Media mea culpa: New Hampshire

0 comments

Estimated reading time: 5 minutes

It’s been refreshing to see how the media has admitted it called things wrong over New Hampshire. Most have made the valid point that it was the pollsters that got it wrong and that even Hillary’s team thought they had done badly. Something obviously did happen to change minds and voting intentions in the last 24 hours that the polls and journalists couldn’t or didn’t spot.

Everyone from Jon Snow at Channel 4 News to Martin Kettle at the Guardian to the US media itself has been saying ‘oops’ about their coverage of Obama’s ‘victory’ which turned into Clinton’s ‘comeback’.

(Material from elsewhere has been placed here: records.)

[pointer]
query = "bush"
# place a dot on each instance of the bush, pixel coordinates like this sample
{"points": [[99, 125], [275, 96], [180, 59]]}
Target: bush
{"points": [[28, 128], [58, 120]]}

Kettle is right to say that journalism does get carried away at times, but he is also correct to say that it should be more careful not to:

It is in the nature of journalism that it surfs the wave. As the wave builds we ride it. As it dissolves we hop off and wait for the next one. But Hillary Clinton’s win in the 2008 New Hampshire Democratic primary has so completely confounded press predictions that it would be scandalous if we simply hopped on to the next wave without saying anything about how wrong we all were.

As Martin Kettle points out, journalists are under more pressure than ever before with more deadlines and more platforms to service. But it is also an attitude of mind:

It might be a start if we stopped pretending that we are as knowledgeable as we affect to be. Too much modern journalism is little better than informed – and sometimes uninformed – guesswork.